When it comes to solving the big issues of the day, President Eisenhower had it right when he said, “If you can’t solve a problem, enlarge it.”
That is exactly what happened earlier this month, when I brought together state and local leaders and drug-treatment specialists in my hometown of Prestonsburg to discuss what more we can do to battle an illegal drug epidemic that continues to plague our state. This type of collaborative brainstorming can really make a difference, because there is no single agency or law that can do it all.

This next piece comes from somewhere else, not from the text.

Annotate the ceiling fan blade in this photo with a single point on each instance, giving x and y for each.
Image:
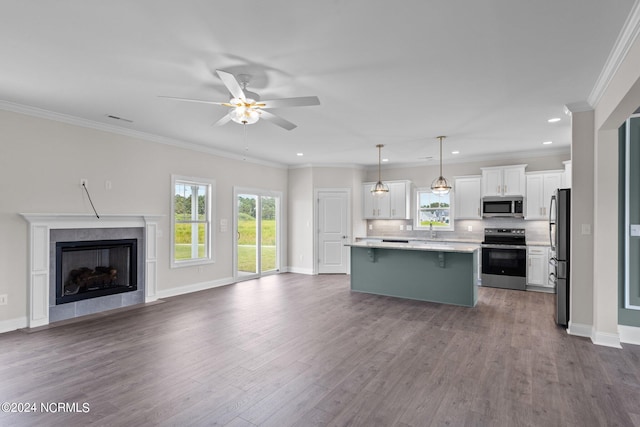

As a legislative leader and former Attorney General, I have made it a priority to do all I can to stop drug abuse, and we have had a lot of success over the last dozen years. Laws passed during that time have taken on fly-by-night internet pharmacies and have shut down shady pain clinics better known as “pill mills.” We have dramatically increased the number of drug-treatment slots in our prisons and made it easier for addicts to get the treatment they need. We have also toughened penalties for dealers bringing this poison into our communities.
Drug addiction is an ever-changing battlefield, however, and the need to plot our next steps became all too evident to me this summer when I learned that Floyd and Pike counties led the state in the per capita number of drug-overdose deaths in 2014. Their rate was far ahead of most counties, even others in the top 10.
Part of this meeting focused on initiatives that are poised to grow because of this year’s heroin legislation. That includes expanded use of such medicine as Vivitrol, which is administered monthly and blocks the high that addicts experience from opiates. The Somerset area has been a pioneer in its use and has had a 100 percent success rate among those who have stayed with it.
The Somerset region is also having great success with a related program that provides intense supervision of high-risk drug addicts on probation. Those taking part are subject to more random drug tests and visits with a probation officer, and violating any condition of their probation is subject to a swift response in court. The end result is that most are staying clean.
One of the suggestions that came out of the Prestonsburg meeting that I think has a lot of merit is a toll-free, statewide phone number and website that addicts and concerned family members could use. This would make it much easier to navigate a system that can be daunting and confusing for those who don’t know where to start.
Other worthwhile ideas that were mentioned include offering tax incentives for companies that hire addicts who have successfully completed treatment; expanding post-treatment services to ease an addict’s transition back into society and away from the criminal justice system; and encouraging more judges to offer drug-prevention programs.
I have long said that we did not get into this crisis overnight, and it will not be solved overnight. At the same time, steps like these have the potential to build on the good work that has already been done and will help us reach our goal.
If you do not know of someone who is an addict, then you are truly blessed. I have seen too many families brought down because of addiction, and the impact rips through our communities and across generations.
We cannot afford to lose any more to this disease.